Ein paar große Reden

Zu einem Wandel der Medienkultur wird es auch nach dem Murdoch-Skandal nicht kommen

Von Mumia Abu-Jamal
 
Vor vielen Jahren rockte ein kanadischer Professor für populäre Kunst und Erziehungswissenschaften die Welt mit seiner scharfsinnigen These »The Medium is the Message« – das Medium ist die Botschaft. Damals waren Marshall McLuhans Bücher auf jedem College-Campus zu finden, nicht nur in den Unterrichtsräumen, sondern auch auf den Pausenhöfen, Sporttribünen und in den Studentenwohnheimen. Seine beiden wichtigsten Werke waren »Understanding Media« (1964) und »The Gutenberg Galaxy« (1962). Durch sie lernte die Generation der 1960er Jahre, sich in der Welt des Fernsehens, Radios und Telefons zurechtzufinden, also umzugehen mit jenen Erfindungen, die das Alltagsleben in den USA Mitte des 20. Jahrhunderts massiv veränderten.

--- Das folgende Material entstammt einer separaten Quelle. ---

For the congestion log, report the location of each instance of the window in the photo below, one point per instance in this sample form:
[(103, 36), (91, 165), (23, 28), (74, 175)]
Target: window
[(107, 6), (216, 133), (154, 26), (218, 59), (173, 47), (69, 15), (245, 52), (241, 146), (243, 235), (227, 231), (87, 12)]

Aber so brillant McLuhan auch gewesen sein mag, das beste Zitat zum Thema Medien stammt dennoch von Billings Learned Hand (1872–1961), einem legendären US-amerikanischen Richter und Rechtsgelehrten. Der äußerte sich 1942 in einem Vortrag in seltener Offenheit. Richter Hand erklärte: »Wer über Presse, Radio, Fernsehen und die weitverbreiteten Magazine gebietet, regiert auch das Land.« Kaum vorstellbar, aber das sind die Worte eines Bundesrichters!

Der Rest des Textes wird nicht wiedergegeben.